Hi Samuel,
The SSDs were used as a cache for the spinning drives. Here is a 30-second
iostat sample representative of the whole run:
avg-cpu: %user %nice %system %iowait %steal %idle
24.87 0.00 12.54 62.39 0.00 0.20
Device: rrqm/s wrqm/s r/s w/s rkB/s wkB/s avgrq-sz
avgqu-sz await svctm %util
sdd 0.00 137.37 3058.40 106.17 34691.60 974.13 22.54
15.75 4.98 0.32 100.00
sde 0.00 136.07 3063.37 107.70 35267.07 975.07 22.86
15.58 4.92 0.32 100.00
sdf 0.00 135.37 3064.23 109.53 35815.60 979.60 23.19
15.82 4.99 0.32 100.00
sdg 0.00 136.97 3066.57 116.67 35196.53 1014.53 22.75
15.87 4.99 0.31 100.00
sdi 0.00 2011.03 0.00 87.90 0.00 8395.73 191.03
0.13 1.45 1.42 12.51
sdk 0.00 136.63 3066.83 107.53 35805.07 976.67 23.17
16.01 5.04 0.32 100.00
sdm 0.00 138.50 3054.40 111.10 34674.27 998.40 22.54
15.52 4.91 0.32 100.00
sdj 0.00 136.73 3058.70 118.20 35227.20 1019.73 22.82
15.81 4.98 0.31 100.00
sdl 0.00 137.53 3044.97 109.33 34448.00 987.47 22.47
15.78 5.00 0.32 100.00
The data and index tablespaces were striped across the 8 LUNs, and saw an
average 5ms response. We can beef up the storage to handle more I/Os so that
our utilization doesn't stay below 40%, but that misses the point: we have an
I/O rate twice the commercial database because they used clustered indexes.
I provided more config details in an earlier email.
As for asking for development to game a benchmark, no one is asking for
benchmark specials. The question of enhancements in response to benchmark needs
is an age old question. We can get into that, but it's really a different
discussion. Let me just expose the flip side of it: are we willing to watch
people use other databases to run benchmarks but feel content that no features
were developed specifically in response to benchmark results?
I am trying to engage with the community. We can drown the mailing list with
details. So I decided to open the discussion with the high level points, and we
will give you all the details that you want as we move forward.
Thanks,
Reza
From: Samuel Gendler [mailto:[email protected]]
Sent: Thursday, July 05, 2012 12:46 PM
To: Reza Taheri
Cc: Robert Klemme; [email protected]
Subject: Re: [PERFORM] The need for clustered indexes to boost TPC-V performance
On Thu, Jul 5, 2012 at 12:13 PM, Reza Taheri
<[email protected]<mailto:[email protected]>> wrote:
Hi Robert,
Yes, the same concept. Oracle's IOT feature is used often with TPC benchmarks.
Reza, it would be very helpful if you were to provide the list with a lot more
information about your current software and hardware configuration before
coming to the conclusion that the only possible way forward is with a
significant architectural change to the db engine itself. Not only is it not
at all clear that you are extracting maximum performance from your current
hardware and software, but I doubt anyone is particularly interested in doing a
bunch of development purely to game a benchmark. There has been significant
discussion of the necessity and viability of the feature you are requesting in
the past, so you should probably start where those discussions left off rather
than starting the discussion all over again from the beginning. Of course, if
vmware were to sponsor development of the feature in question, it probably
wouldn't require nearly as much buy-in from the wider community.

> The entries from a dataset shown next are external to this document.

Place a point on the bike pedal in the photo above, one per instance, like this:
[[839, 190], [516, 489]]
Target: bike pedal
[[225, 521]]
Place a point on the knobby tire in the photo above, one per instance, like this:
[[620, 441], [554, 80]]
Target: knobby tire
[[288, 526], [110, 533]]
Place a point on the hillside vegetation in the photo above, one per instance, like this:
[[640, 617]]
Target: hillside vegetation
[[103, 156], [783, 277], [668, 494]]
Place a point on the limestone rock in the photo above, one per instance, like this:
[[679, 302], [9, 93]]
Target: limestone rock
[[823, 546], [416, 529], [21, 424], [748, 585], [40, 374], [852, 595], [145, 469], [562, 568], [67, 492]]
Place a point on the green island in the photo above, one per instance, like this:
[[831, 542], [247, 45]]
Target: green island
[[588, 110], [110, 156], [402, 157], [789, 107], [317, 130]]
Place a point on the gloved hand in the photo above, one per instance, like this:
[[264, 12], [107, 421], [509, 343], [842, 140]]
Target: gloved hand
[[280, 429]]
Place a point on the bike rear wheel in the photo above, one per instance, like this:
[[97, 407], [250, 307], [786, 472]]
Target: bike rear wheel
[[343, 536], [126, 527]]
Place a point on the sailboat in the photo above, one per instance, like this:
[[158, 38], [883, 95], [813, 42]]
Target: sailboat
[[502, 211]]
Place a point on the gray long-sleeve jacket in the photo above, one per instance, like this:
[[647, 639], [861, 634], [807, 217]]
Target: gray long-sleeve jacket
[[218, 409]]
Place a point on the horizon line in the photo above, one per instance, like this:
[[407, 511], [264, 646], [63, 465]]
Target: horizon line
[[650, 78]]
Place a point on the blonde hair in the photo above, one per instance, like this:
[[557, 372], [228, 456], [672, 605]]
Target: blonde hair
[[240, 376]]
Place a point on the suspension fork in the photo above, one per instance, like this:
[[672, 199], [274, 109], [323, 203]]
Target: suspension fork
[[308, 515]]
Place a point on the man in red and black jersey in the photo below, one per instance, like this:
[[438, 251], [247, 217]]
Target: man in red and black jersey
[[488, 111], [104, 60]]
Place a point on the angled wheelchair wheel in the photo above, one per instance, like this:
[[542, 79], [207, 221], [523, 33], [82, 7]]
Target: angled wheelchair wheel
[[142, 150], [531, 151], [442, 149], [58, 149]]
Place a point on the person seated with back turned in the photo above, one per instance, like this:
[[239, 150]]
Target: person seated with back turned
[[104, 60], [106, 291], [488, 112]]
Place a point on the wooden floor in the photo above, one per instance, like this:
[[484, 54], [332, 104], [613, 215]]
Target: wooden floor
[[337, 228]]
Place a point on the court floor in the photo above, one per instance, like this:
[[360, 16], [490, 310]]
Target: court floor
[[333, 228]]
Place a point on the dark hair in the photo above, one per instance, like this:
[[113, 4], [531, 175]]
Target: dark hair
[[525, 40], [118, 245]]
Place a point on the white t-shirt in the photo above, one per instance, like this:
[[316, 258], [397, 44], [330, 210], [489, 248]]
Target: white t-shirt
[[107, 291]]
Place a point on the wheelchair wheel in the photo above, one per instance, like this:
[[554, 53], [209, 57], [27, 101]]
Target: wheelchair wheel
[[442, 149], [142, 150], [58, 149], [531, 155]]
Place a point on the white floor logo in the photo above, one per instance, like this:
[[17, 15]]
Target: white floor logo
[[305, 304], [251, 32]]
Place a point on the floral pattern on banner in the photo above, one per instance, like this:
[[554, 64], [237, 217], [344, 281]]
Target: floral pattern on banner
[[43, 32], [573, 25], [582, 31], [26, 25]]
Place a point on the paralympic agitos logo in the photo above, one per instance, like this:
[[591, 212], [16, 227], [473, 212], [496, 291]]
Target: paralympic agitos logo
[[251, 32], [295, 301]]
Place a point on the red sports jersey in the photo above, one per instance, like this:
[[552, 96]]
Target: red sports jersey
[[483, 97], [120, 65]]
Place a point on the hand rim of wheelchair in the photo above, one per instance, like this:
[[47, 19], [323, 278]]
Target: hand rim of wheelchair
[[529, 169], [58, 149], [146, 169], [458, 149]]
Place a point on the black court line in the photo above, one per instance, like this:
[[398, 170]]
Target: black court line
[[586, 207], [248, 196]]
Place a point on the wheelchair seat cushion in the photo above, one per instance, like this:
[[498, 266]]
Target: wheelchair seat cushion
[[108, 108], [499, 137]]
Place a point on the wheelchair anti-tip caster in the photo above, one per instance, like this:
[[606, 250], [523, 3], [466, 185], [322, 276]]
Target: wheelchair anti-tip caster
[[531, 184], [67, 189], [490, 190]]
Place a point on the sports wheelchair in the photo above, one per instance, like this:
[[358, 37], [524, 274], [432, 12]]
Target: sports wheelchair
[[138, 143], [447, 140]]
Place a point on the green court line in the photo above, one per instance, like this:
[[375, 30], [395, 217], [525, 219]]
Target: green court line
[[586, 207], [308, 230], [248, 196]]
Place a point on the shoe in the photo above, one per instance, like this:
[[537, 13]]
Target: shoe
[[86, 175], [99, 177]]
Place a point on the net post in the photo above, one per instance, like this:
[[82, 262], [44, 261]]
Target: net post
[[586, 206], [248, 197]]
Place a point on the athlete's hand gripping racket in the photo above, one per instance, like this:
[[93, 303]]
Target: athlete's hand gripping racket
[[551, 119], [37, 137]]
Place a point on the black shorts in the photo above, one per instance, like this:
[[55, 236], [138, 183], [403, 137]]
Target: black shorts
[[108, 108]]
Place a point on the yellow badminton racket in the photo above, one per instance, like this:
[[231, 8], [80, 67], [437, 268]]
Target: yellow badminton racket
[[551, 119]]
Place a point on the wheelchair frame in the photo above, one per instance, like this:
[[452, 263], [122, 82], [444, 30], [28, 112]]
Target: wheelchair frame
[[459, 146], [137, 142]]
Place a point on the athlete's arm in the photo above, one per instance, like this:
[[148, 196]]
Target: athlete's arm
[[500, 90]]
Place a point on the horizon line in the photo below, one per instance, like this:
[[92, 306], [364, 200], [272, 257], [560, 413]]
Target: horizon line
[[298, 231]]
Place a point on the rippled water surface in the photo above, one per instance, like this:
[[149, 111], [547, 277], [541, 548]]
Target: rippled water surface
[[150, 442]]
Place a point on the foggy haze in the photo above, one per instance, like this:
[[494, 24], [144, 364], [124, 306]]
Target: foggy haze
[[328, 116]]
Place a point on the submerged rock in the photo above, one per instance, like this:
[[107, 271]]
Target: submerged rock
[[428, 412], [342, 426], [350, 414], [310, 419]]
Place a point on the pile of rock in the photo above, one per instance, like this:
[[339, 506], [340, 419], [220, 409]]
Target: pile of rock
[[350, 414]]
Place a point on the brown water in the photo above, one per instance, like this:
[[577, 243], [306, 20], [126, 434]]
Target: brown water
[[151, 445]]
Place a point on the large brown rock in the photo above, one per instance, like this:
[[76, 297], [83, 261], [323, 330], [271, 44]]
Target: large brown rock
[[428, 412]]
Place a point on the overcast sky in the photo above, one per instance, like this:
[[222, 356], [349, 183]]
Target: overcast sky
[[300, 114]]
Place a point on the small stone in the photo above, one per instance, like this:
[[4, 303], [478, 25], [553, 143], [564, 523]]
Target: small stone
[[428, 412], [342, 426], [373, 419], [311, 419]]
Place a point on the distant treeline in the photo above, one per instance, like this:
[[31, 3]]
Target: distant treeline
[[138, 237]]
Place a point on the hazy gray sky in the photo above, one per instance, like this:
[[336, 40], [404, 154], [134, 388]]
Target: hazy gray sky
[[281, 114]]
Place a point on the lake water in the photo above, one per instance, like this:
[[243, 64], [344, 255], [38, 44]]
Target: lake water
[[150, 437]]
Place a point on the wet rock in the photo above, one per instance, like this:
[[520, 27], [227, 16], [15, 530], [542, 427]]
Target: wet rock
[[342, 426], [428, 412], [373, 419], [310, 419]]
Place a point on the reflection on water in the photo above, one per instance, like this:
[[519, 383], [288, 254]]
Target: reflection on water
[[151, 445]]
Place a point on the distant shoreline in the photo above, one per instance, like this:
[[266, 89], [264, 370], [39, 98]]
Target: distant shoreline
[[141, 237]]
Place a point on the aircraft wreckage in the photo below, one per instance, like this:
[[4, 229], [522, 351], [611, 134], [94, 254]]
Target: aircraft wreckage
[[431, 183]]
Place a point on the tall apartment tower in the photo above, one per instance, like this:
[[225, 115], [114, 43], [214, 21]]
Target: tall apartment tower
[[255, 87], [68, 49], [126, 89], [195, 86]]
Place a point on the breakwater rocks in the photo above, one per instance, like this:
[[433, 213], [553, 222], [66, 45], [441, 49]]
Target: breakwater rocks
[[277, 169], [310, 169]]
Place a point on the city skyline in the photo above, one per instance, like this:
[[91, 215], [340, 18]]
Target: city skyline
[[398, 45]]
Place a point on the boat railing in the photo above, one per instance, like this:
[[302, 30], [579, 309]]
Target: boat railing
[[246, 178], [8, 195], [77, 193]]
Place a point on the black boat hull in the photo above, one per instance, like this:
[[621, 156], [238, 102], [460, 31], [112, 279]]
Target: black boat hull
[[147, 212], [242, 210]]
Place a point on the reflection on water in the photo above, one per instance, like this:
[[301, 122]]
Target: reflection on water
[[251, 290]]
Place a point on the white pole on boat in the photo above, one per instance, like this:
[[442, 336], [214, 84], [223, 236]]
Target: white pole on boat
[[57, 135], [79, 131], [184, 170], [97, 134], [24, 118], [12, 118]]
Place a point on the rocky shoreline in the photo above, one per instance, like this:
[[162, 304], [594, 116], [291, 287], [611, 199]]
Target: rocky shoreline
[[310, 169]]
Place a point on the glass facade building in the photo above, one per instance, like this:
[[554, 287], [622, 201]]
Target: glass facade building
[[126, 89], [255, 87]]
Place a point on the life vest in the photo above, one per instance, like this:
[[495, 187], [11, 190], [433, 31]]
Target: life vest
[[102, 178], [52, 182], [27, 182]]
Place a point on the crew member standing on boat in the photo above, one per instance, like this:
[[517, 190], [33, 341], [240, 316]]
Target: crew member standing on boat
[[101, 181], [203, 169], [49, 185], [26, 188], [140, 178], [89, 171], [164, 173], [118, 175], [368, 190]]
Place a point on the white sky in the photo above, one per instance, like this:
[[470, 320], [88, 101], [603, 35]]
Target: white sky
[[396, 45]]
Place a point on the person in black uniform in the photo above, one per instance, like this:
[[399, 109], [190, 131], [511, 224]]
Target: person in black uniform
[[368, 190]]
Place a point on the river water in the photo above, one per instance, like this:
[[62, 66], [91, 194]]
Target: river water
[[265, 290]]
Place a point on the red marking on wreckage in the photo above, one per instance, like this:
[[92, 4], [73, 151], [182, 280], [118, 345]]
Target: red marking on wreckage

Getting back to the current performance issues - I have little doubt that the
MS SQL benchmark was set up and run by people who were intimately familiar with
MS SQL performance tuning. You stated in your earlier email that your team
doesn't have significant postgresql-specific experience, so it isn't
necessarily surprising that your first attempt at tuning didn't get the results
that you are looking for. You stated that you have 14 SSDs and 90 spinning
drives, but you don't specify how they are combined and how the database is
laid out on top of them. There is no mention of how much memory is available
to the system. We don't know how you've configured postgresql's memory
allocation or how your config weights the relative costs of index lookups,
sequential scans, etc. The guidelines for this mailing list include
instructions for what information should be provided when asking about
performance improvements. http://archives.postgresql.org/pgsql-performance/
Let's start by ascertaining how your benchmark results can be improved without
engaging in a significant development effort on the db engine itself.